Unanimity in Hailing Heroes

Having said all that, it is a matter for regret that unlike in the Hudson River plane crash when the media and all US citizens were unanimous in showering praise on the heroes,

there is no such unanimity when it comes to our own war heroes who have given new hope that Sri Lanka would henceforth be a better place to live in, than in the past. Fortunately, the misguided few with selfish interests who still prefer to undermine the war effort are only an insignificant minority.

Fact and Fiction

Digressing a bit, I must say that being an avid reader, it was not long ago that I read Nihal de Silva’s "The Road from Elephant Pass". Not infrequently, I get down to reading a good book for the second time. When I first read the book a few years ago, I enjoyed it very much. But I was not familiar with the names of some villages, towns and other landmarks mentioned by the author. Having followed progress of the war on a daily basis, I now know a little more about the places mentioned. That’s what makes a re-read even more interesting.

The author Nihal who himself was a victim of terrorism, met with his tragic death in the Wilpattu Wildlife Park.

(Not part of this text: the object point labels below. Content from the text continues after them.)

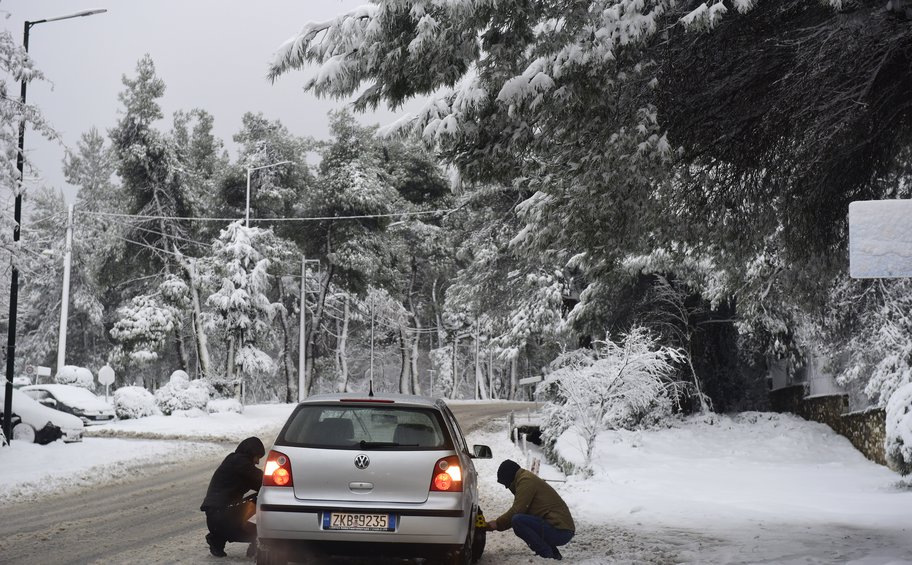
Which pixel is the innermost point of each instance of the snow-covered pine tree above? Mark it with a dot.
(241, 258)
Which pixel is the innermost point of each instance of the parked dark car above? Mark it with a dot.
(39, 423)
(82, 403)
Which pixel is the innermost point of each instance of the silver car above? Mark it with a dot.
(370, 475)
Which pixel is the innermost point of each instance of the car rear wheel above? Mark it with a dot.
(270, 557)
(24, 432)
(480, 537)
(463, 555)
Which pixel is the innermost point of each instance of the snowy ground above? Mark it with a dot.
(756, 488)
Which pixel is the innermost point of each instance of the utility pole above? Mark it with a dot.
(302, 343)
(17, 220)
(302, 338)
(372, 344)
(65, 298)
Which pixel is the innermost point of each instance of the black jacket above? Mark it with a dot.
(236, 475)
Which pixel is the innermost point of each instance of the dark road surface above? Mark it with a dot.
(155, 519)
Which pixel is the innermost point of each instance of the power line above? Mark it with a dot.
(304, 219)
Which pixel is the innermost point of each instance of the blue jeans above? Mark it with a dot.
(539, 535)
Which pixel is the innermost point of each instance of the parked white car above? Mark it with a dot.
(35, 416)
(75, 400)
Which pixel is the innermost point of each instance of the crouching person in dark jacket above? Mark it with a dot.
(226, 511)
(539, 516)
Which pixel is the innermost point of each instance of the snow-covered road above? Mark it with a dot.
(749, 489)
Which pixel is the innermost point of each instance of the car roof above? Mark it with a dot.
(400, 399)
(59, 389)
(37, 414)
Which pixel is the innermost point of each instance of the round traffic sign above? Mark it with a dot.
(106, 375)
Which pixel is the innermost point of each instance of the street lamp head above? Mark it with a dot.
(76, 15)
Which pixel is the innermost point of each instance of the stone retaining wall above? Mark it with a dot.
(867, 430)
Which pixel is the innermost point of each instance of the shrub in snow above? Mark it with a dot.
(76, 376)
(182, 394)
(612, 385)
(898, 443)
(191, 413)
(134, 402)
(219, 405)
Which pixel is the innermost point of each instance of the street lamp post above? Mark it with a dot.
(250, 170)
(17, 216)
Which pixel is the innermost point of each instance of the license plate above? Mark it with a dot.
(359, 521)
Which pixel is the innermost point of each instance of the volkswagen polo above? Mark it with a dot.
(370, 475)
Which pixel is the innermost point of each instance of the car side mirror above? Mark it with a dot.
(482, 452)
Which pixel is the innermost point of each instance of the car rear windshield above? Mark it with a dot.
(367, 426)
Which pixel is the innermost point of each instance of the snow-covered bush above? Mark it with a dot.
(189, 413)
(182, 394)
(898, 443)
(76, 376)
(220, 405)
(134, 402)
(612, 385)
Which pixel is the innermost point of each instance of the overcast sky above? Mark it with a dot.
(211, 54)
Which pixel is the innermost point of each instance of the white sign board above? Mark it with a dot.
(880, 239)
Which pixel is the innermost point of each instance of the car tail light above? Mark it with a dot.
(277, 472)
(447, 475)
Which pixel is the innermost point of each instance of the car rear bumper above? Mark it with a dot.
(439, 521)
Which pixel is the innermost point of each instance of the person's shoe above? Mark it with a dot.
(214, 549)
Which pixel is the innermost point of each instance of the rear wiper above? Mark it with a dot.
(368, 444)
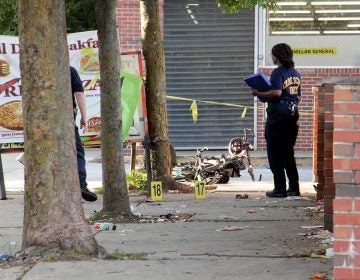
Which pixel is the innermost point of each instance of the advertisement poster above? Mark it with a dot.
(83, 54)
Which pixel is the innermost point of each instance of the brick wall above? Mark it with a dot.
(129, 25)
(346, 168)
(310, 76)
(318, 140)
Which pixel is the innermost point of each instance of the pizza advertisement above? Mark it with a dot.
(83, 55)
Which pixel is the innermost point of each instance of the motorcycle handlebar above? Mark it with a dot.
(201, 150)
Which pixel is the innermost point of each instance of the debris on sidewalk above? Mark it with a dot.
(297, 198)
(230, 228)
(170, 217)
(318, 276)
(228, 218)
(312, 227)
(4, 257)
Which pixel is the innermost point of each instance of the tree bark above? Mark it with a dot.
(116, 198)
(155, 87)
(53, 211)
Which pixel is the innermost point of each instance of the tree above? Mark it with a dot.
(80, 16)
(155, 88)
(53, 212)
(234, 6)
(116, 199)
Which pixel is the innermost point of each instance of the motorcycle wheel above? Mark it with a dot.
(224, 179)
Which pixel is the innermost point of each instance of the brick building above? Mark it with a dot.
(322, 34)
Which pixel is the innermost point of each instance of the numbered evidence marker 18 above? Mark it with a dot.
(156, 190)
(200, 192)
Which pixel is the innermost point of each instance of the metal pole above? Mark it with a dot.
(147, 163)
(133, 157)
(2, 183)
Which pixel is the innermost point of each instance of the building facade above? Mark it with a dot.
(208, 53)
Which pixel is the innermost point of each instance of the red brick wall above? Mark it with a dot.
(318, 139)
(310, 76)
(346, 165)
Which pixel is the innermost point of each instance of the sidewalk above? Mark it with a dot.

Ironically, his story is also set mainly in the Wilpattu jungles through which a young army officer had to accompany an informant on their treacherous journey from Elephant Pass to Colombo to meet the Director of Military Intelligence at Army Headquarters. Captain Vasantha who eventually develops a relationship with his female charge Kamala, in the course of conversation, talks about how the war could be won and terrorism defeated, if only the fighting forces had good leadership and political backing. Nihal had been almost prophetic even when writing fiction. We now know how the above factors have helped in making the turn around in the real situation.

Old War and the New

The quarter century old war that has ravaged our country all these years seems to be finally ending. But it is not over yet. As expressed in many quarters, a military victory should be followed by a war of a different sort – to win the hearts and minds of minorities, especially the Tamils. There will be many obstacles especially when it comes to meaningful implementation of a genuine devolution package and proper power sharing. But unlike those that prolonged and prevented an early end to the old war, these obstacles can be overcome through discussion and dialogue. It is heartening to note that this new war has begun even while the old war is in its concluding stages. It is only when this new war has been won that total victory over terrorism can be achieved and declared. The day that happens, though far removed from the posh surroundings of the Hudson River and Manhattan, little Sri Lanka will hit the headlines in world media as a country that has achieved the rare distinction of eradicating terrorism from the country.